With an administration and a Congress harboring so much hostility to the idea of even having a federal Environmental Protection Agency, the job of keeping our air and our water from killing us will likely fall to the states.
The Utah Legislature, in the session that ended last week, has taken a few steps in that direction. A couple of the more significant moves are piggy-backing on federal actions, but show how it is possible for the state to pick up whatever torch the feds may drop.
The biggest action in terms of money was that lawmakers passed a bill to earmark the state's share of EPA's settlement in the Volkswagen emissions fixing scandal some $35 million into programs that will reduce vehicle emissions in the state.
Given the fact that those emissions are one of the largest sources of our lung-scarring wintertime smog, that's the right thing to do.
The Legislature also adopted a bill to offer local refineries some tax breaks maybe $4 million over the next couple of years to churn out more of what the federal government calls Tier 3 fuels. This is a kind of gasoline that puts out much less of such serious pollutants as sulfur, nitrous oxides and volatile organic compounds.

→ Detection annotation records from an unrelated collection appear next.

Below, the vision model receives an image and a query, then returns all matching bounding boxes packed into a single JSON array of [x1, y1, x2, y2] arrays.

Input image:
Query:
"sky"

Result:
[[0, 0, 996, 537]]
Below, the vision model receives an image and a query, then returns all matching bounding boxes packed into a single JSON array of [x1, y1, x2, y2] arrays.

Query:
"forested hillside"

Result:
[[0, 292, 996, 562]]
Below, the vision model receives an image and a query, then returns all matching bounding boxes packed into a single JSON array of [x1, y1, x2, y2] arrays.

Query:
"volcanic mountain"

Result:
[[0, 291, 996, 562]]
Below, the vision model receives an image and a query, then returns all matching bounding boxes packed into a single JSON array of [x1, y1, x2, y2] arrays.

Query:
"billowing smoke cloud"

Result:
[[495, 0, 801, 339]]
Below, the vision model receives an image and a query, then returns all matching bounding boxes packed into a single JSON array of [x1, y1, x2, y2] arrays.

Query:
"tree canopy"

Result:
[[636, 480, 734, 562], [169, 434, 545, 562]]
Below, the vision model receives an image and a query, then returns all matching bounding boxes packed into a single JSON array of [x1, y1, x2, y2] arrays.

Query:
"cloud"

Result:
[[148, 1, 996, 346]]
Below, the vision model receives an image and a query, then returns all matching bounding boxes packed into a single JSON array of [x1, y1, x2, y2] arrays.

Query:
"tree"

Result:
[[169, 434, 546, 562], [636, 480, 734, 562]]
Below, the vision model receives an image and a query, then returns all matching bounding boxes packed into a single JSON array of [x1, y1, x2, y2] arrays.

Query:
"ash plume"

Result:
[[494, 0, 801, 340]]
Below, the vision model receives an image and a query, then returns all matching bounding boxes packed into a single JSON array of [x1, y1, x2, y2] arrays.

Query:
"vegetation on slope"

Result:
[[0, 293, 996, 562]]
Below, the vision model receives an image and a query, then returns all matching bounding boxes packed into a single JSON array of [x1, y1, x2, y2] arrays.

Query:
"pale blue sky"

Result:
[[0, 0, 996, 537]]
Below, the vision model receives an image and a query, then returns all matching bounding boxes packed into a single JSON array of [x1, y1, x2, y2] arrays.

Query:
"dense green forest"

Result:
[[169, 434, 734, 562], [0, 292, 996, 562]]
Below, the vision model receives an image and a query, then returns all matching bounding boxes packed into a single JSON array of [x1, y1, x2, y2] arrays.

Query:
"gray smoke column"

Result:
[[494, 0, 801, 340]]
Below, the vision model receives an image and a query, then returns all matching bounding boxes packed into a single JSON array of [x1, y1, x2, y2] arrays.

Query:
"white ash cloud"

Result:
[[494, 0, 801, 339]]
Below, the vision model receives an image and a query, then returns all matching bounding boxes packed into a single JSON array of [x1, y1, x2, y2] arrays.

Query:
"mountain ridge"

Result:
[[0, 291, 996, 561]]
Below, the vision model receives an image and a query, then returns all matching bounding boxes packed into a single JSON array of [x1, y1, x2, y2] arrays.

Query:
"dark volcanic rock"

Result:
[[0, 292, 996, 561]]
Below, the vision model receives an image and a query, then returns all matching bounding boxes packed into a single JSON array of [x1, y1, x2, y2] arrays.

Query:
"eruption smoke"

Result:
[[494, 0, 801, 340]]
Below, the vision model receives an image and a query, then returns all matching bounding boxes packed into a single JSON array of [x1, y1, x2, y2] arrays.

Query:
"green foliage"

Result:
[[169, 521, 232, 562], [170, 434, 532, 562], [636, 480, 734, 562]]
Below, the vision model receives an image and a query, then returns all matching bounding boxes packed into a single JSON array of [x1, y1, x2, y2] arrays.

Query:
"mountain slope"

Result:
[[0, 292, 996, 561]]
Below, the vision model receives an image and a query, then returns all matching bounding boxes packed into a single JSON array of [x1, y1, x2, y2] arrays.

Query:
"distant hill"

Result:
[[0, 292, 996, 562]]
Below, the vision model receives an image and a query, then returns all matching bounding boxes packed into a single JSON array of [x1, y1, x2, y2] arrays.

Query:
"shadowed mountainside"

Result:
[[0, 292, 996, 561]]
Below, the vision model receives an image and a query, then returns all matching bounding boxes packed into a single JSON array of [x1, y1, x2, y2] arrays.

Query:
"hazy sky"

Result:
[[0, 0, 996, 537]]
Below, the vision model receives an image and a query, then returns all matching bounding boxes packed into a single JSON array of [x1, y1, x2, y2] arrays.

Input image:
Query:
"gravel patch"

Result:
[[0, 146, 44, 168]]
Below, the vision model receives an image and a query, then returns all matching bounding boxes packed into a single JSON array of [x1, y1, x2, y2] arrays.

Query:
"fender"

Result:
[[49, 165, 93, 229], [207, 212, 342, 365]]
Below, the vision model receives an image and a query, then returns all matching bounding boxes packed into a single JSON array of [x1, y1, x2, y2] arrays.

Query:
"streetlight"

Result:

Cynics may note that this is the kind of bill that wins votes in the Legislature because it is a tax break for big business, not because it improves our air. But, as neither the states nor the feds have to power to impose the Tier 3 standards on specific refineries, offering some incentive was the most obvious alternative.
It is disappointing that the Legislature had to be prodded so much to cough up a mere $1.3 million to fix the many aging and failed pieces of the state's air-quality monitoring system. And that, even with that money in hand, the network of monitoring sensors will not provide the kind of detailed, real-time information that would be needed to tell regulators, legislators and the public just what is in our air and where it comes from.
It was also too bad that the Legislature failed to replenish the Department of Environmental Quality's budget by the $123,000 it had to unexpectedly spend to deal with last year's toxic algae bloom in and around Utah Lake.
And it was basically insult to injury when the Legislature did pass a nonbinding resolution urging the state's various water managers to prevent that algae attack from happening again. Apparently by some means that doesn't cost any money.
The Legislature also killed House Bill 134, a measure that would have imposed the common-sense requirement that counties that now require emissions testing for gasoline-powered vehicles do the same for diesels.
Utah politics is dominated by folks who claim that the states can do a better job of regulation than can the federal government. While there is much left to be done on the environmental front, the 2017 Legislature showed a glimmer of potential in that regard.